# 2. Node Embeddings with TransE 

## 2.1 Warmup: Why the Comparative Loss?
We could have a graph with 4 entities and 2 relationships:
```
(Higher Brothers) ---(from)--->   (China)  
                                     |  
                              (to the north of)    
                                     |  
                                     v  
   (Rich Brian)   ---(from)---> (Indonesia)  
```
There is a trival solution than could minimize the loss function to 0, that is:  
$\mathbf e = [0, 1]^T$ for all entities and $\boldsymbol \ell = [0, 0]^T$ for all relationships. This is a completely useless embedding. 

Note that is does not mean that the algorithm will always end up with this embedding. 

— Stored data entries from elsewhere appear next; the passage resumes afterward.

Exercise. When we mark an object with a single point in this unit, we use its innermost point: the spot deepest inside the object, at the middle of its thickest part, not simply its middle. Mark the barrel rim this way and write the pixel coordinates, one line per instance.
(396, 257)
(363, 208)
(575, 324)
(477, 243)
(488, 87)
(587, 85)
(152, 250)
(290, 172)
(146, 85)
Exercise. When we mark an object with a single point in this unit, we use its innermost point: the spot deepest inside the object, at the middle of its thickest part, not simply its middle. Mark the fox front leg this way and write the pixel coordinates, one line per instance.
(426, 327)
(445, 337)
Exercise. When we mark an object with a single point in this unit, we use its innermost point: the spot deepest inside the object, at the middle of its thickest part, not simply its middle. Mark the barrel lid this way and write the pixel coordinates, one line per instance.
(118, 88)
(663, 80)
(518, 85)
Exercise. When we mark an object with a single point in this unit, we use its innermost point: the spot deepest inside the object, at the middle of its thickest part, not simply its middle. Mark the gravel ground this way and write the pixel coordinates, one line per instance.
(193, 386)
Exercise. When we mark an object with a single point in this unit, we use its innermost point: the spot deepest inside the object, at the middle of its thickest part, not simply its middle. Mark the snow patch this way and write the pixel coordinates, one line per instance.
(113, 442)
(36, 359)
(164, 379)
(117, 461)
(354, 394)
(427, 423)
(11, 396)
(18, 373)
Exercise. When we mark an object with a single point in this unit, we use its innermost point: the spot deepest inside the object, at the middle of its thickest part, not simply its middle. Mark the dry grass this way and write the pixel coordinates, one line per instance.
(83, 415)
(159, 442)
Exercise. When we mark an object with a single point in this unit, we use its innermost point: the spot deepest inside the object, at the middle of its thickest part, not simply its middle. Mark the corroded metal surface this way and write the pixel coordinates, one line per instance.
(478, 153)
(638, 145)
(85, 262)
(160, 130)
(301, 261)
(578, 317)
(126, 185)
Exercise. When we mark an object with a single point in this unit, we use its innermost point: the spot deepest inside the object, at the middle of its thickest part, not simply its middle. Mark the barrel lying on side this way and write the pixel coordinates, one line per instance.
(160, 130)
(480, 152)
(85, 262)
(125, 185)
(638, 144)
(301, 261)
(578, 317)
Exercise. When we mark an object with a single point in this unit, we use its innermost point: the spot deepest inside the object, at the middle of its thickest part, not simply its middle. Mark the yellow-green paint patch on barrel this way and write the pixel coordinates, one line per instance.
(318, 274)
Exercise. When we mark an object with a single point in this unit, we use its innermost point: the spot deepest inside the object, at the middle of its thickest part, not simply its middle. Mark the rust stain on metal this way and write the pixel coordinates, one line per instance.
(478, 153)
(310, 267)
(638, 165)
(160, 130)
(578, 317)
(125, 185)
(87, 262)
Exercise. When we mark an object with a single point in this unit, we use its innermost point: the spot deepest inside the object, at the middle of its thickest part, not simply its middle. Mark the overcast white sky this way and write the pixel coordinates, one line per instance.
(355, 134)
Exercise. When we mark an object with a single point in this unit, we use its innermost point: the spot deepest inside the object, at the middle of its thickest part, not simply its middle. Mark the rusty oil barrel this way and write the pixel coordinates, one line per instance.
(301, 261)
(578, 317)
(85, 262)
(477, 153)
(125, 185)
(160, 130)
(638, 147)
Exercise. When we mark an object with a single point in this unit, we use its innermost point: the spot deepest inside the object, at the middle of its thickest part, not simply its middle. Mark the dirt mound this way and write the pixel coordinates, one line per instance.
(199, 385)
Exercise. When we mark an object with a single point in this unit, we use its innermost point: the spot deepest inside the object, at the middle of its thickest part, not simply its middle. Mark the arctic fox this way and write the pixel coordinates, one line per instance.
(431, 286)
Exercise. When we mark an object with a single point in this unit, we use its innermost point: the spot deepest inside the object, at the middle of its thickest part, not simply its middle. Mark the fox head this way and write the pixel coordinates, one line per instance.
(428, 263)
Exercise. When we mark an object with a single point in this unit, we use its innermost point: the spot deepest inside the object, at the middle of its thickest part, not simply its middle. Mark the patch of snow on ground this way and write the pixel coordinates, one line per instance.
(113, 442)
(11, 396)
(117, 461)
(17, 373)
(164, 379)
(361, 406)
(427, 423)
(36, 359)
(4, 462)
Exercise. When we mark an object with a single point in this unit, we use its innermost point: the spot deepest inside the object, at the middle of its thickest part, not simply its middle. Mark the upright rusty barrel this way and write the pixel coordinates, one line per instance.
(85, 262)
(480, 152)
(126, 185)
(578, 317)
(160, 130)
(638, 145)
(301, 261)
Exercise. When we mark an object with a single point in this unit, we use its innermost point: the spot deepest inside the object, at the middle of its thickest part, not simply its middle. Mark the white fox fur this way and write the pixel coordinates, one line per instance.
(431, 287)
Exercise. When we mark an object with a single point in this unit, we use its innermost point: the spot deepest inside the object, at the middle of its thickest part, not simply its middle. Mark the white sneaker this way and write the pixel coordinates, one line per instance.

## 2.2 The Purpose of the Margin
With the same embeddings in 2.1, we again minimize the loss function to 0. 

## 2.3 Why are Entity Embeddings Normalized?
The paper explains: 
> This constraint is important for our model, as it is for previous embedding-based methods, because it prevents the training process to trivially minimize $\mathcal L$ by artificially increasing entity embeddings norms. 

Removing the norm constraint, the margin may sometimes be useless. Assuming that the loss function could be minimized to zero with a small non-zero margin $\gamma_1$ (which means that we get a perfect embedding). Then, even if we increase the margin (from $\gamma_1$ to $\gamma_2$), the model could cheat the loss function by just increase the norms (while keeping the direction) by $\frac{\gamma_2}{\gamma_1}$. The model minimizes the loss to zero, but does not improve the embeddings. 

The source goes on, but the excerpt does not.